Sofie Birch

Holotropica

Sofie Birch gives ambient music a new colour with this charming but unconventionally composed record, finds Jakub Knera

I remember my first experience with Sofie Birch’s music, just before the 2019 Idealistic festival in Warsaw, where I saw her playing. I listened to her album Planetes practically endlessly – it was an unconventional approach to atmospheric ambient music, immersed in some vernacular trance. The young artist from Copenhagen has already published recordings intermittently: the first two in 2017, then another two in 2021, plus specials like a curated composition for the wonderful Longform Editions series.

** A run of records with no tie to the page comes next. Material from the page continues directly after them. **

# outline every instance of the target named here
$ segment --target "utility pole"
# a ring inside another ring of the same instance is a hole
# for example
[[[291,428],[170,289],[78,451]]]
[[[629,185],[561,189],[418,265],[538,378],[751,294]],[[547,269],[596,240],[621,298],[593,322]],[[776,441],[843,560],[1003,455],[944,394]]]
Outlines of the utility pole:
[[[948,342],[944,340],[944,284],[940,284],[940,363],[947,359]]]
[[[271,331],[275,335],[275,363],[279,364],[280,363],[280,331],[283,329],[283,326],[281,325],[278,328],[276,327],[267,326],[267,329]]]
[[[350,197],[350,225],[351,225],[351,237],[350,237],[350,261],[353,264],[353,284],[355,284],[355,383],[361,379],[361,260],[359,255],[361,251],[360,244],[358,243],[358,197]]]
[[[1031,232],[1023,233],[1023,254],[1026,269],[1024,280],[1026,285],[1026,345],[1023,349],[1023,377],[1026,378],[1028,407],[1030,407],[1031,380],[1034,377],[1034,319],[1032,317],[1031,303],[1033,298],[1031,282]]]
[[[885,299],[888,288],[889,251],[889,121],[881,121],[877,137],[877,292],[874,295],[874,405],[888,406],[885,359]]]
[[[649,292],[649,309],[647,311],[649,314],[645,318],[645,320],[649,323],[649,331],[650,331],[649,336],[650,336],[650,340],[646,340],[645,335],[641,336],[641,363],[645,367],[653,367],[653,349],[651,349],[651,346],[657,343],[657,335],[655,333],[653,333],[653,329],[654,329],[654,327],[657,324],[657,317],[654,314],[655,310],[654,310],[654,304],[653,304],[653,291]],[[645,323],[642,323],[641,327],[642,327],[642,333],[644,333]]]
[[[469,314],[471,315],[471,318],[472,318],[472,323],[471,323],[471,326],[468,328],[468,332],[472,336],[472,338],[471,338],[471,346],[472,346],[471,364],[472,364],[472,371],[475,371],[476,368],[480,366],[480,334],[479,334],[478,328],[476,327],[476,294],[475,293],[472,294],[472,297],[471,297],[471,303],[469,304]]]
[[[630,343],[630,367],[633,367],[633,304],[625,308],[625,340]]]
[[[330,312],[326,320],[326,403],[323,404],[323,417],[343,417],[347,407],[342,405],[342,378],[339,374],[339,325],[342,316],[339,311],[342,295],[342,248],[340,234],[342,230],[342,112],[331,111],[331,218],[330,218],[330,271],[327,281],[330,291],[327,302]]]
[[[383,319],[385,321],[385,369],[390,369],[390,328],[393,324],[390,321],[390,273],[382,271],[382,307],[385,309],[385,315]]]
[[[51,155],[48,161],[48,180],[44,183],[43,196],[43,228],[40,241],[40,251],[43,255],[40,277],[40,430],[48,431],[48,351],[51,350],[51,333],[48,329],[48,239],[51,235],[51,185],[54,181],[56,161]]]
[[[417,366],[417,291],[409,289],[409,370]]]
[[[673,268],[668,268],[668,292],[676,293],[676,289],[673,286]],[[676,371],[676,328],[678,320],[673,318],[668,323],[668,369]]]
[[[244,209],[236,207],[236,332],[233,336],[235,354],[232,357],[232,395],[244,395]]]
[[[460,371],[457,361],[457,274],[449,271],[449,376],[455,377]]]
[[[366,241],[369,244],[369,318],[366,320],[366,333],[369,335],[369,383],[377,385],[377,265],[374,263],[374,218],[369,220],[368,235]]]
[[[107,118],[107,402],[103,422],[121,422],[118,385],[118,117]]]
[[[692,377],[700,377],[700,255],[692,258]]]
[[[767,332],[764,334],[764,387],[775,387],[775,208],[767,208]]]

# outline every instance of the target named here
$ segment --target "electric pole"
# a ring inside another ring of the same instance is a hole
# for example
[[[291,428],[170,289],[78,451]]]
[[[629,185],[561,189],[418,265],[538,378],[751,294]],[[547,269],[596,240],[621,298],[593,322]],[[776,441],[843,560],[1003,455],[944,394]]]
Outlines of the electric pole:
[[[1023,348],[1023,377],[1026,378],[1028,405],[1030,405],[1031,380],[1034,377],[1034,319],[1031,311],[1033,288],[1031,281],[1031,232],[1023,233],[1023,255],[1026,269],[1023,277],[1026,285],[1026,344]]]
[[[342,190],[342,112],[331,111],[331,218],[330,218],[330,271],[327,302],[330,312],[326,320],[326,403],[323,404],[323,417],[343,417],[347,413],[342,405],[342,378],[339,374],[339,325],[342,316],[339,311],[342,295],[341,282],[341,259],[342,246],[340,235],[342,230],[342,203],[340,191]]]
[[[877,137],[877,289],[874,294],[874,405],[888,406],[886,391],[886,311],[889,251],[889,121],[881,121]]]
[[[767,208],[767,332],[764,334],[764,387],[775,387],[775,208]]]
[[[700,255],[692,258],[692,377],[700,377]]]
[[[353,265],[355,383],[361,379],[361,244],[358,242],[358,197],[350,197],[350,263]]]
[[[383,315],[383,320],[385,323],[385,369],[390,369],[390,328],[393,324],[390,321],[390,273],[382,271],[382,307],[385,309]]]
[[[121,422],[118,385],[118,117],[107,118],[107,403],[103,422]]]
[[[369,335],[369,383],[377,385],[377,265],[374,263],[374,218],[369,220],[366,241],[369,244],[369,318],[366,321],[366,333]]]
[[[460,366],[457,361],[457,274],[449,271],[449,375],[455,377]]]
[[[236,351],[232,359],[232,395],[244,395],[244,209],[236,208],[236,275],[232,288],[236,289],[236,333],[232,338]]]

She has played at Roskilde, CTM, Unsound, or MUTEK, among others, and created music for installations, animations, and VR projects.

When you type her name into a search engine, the first thing that pops up is her website, described as “Sofie Birch – Ambient Musician”. It’s hard not to connect the composer with the genre, but the labels that have clung to it would be hurtful to describe her music, especially when listening to Holotropica.

What first draws your attention is the number of guests present, featuring in more than half of the compositions. Fortunately, they don’t overwhelm the material but complement it brilliantly with ornaments, contributing much of the richness of this album. That attitude can be heard when Nana Pi’s saxophone emerges from the glittering synth haze on ‘Observatory’. It’s soothing and subdued, complemented by punctuated electronic sounds reminiscent of a vibraphone with a lot of reverb. Perhaps there are residual, processed field recordings in here somewhere, too.

On ‘Surface Pan’, in the background of some pulsating Bitchin Bajas-style parts, the flute of Astrid Fabrin fascinatingly and unobtrusively complies with the whole. The same goes for the bit of quasi-orchestral music on ‘Humidity’, where Birch breaks the smooth ambient surface, gradually building it up with march-like motives, introducing Pi with a free-style saxophone that soon gets lost in layers of reverb. Some new age influences are broken up, such as the club beat in ‘Hypnagogia’, while field recordings can be an interesting link in the chain, as in the transition from ‘Ubiquitous’ to ‘Hall’.

In a way Holotropica sounds like an imaginary soundtrack to a place. It could fit well with any kind of sounding environment. I associate it a little with the achievements of Piotr Kurek, a little with the strange soundscapes of Nikolaienko. It’s not about linear continuity, but more a state of psychedelic suspension. For so-called ambient music this album is too catchy. Sofie Birch gives that genre a new colour, disenchanting the genre with this charming but unconventionally composed record.